NMR SPECTROSCOPY OF IRON-SULFUR PROTEINS

铁硫蛋白的核磁共振波谱

• 批准号: 7007744
• 负责人: JOHN LUTE MARKLEY
• 金额: $ 24.74万
• 依托单位: UNIVERSITY OF WISCONSIN-MADISON
• 依托单位国家: 美国
• 财政年份: 1999
• 资助国家: 美国
• 起止时间: 1999-02-01 至 2007-05-31
• 项目状态: 已结题
• 来源: https://reporter.nih.gov/project-details/7007744
• 关键词: NMR; SPECTROSCOPY; IRON; SULFUR; PROTEINS

DESCRIPTION (provided by applicant): Work carried out in previous project periods has demonstrated that the combination of NMR spectroscopy, X-ray crystallography, and quantum chemical calculations serves as a highly productive approach to understanding sequence-structure-function relationships in iron-sulfur proteins. NMR spectra contain exquisitely sensitive information about electron nuclear interactions. This information, which is unavailable from X-ray crystal structures, provides insights into the chemical properties of the iron centers, details of their geometry, strengths of hydrogen bonds, and patterns of electron delocalization. NMR thus serves as a window for viewing the properties of the cluster that control redox potentials and regulate pathways of electron transfer. We have shown that high-level quantum chemical approaches can successfully correlate experimental NMR observables with geometric structures provided by high-resolution X-ray crystallography, and thus provide detailed insight to the factors tuning the properties of the metal site. In turn, NMR data and quantum calculations can provide structural constraints in cases where X-ray crystallography has not been feasible at sufficient resolution. We propose to use this coordinated approach to investigate a series of 1Fe and [2Fe-2S] proteins that are model systems in the study of electron transfer, with the aim of answering a number of questions regarding their structure-function relationships. The proteins to be studied include: a series of clostridial rubredoxins (monomeric 1Fe proteins) that have altered redox potentials, desulforedoxin (dimeric 1Fe protein), and four prototypical [2Fe-2S] proteins that have distinct spectral and functional properties (Anabaena vegetative ferredoxin, human ferredoxin, a Rieske protein, and Aquifex aeolicus ferredoxin). We propose, not only to collect and analyze NMR data, but also to collaborate with others to obtain crystal structures and electron-nuclear double resonance (ENDOR) data. An X-ray structure for reduced rubredoxin recently became available, but currently no structures are available for any reduced [2Fe-2S] proteins. Effort will be expended toward improving the calculations for 1Fe proteins and extending the methodology to [2Fe-2S] proteins. Effort will also be expended toward developing new methodology for paramagnetic NMR, in particular, for systems that are not amenable to established approaches.
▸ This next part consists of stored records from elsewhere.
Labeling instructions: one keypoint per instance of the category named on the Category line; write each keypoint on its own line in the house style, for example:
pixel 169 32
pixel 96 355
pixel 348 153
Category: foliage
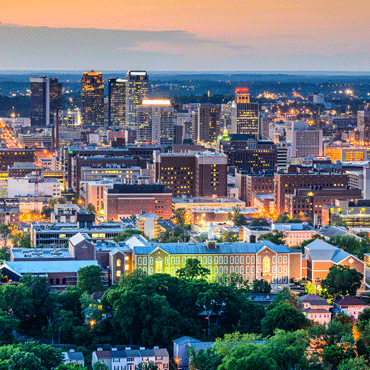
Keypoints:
pixel 277 237
pixel 341 280
pixel 261 286
pixel 259 221
pixel 193 269
pixel 89 279
pixel 285 317
pixel 126 234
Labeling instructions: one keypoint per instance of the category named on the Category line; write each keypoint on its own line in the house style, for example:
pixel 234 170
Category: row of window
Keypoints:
pixel 211 260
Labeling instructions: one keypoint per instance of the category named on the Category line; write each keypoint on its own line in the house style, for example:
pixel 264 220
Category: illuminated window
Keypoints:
pixel 266 265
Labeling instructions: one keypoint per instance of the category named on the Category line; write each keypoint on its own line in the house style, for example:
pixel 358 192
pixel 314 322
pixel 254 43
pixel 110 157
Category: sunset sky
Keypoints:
pixel 281 35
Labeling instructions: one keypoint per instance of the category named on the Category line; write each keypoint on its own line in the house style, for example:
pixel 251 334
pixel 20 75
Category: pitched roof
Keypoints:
pixel 349 300
pixel 313 299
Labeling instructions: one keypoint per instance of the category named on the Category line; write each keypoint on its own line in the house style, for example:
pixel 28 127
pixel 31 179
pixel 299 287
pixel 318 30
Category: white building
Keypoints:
pixel 32 185
pixel 155 122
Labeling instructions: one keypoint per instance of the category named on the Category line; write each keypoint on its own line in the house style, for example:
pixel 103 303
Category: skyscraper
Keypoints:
pixel 155 122
pixel 117 102
pixel 92 98
pixel 244 114
pixel 209 116
pixel 46 99
pixel 136 91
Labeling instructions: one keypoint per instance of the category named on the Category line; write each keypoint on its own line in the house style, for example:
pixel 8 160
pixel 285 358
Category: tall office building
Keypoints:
pixel 46 99
pixel 208 123
pixel 363 125
pixel 117 102
pixel 244 114
pixel 136 91
pixel 155 122
pixel 92 98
描述（由申请人提供）：在之前的项目期间开展的工作已经证明，核磁共振波谱，x射线晶体学和量子化学计算的结合可以作为一种高效的方法来理解铁硫蛋白的序列-结构-功能关系。核磁共振波谱包含有关电子核相互作用的非常敏感的信息。这些信息是无法从x射线晶体结构中获得的，它提供了对铁中心的化学性质、几何形状细节、氢键强度和电子离域模式的深入了解。因此，核磁共振可以作为一个窗口，用于观察控制氧化还原电位和调节电子转移途径的簇的性质。我们已经证明，高水平的量子化学方法可以成功地将实验核磁共振观测结果与高分辨率x射线晶体学提供的几何结构相关联，从而提供了对调整金属位点性质的因素的详细见解。反过来，核磁共振数据和量子计算可以在x射线晶体学在足够分辨率下不可行的情况下提供结构约束。我们建议使用这种协调的方法来研究一系列的1Fe和[2Fe-2S]蛋白质，它们是电子转移研究中的模型系统，目的是回答一些关于它们的结构-功能关系的问题。要研究的蛋白质包括：一系列具有改变氧化还原电位的梭菌氧化还原蛋白（单体铁蛋白），脱硫还蛋白（二聚体铁蛋白），以及四种具有不同光谱和功能特性的原型[2Fe-2S]蛋白（Anabaena vegetative铁氧还蛋白，人铁氧还蛋白，Rieske蛋白和Aquifex aeolicus铁氧还蛋白）。我们建议，不仅要收集和分析核磁共振数据，而且要与他人合作，以获得晶体结构和电子-核双共振（ENDOR）数据。最近有了还原红氧还蛋白的x射线结构，但目前没有任何还原[2Fe-2S]蛋白的x射线结构。将努力改进1Fe蛋白的计算，并将方法扩展到[2Fe-2S]蛋白。还将努力开发顺磁核磁共振的新方法，特别是那些不适合现有方法的系统。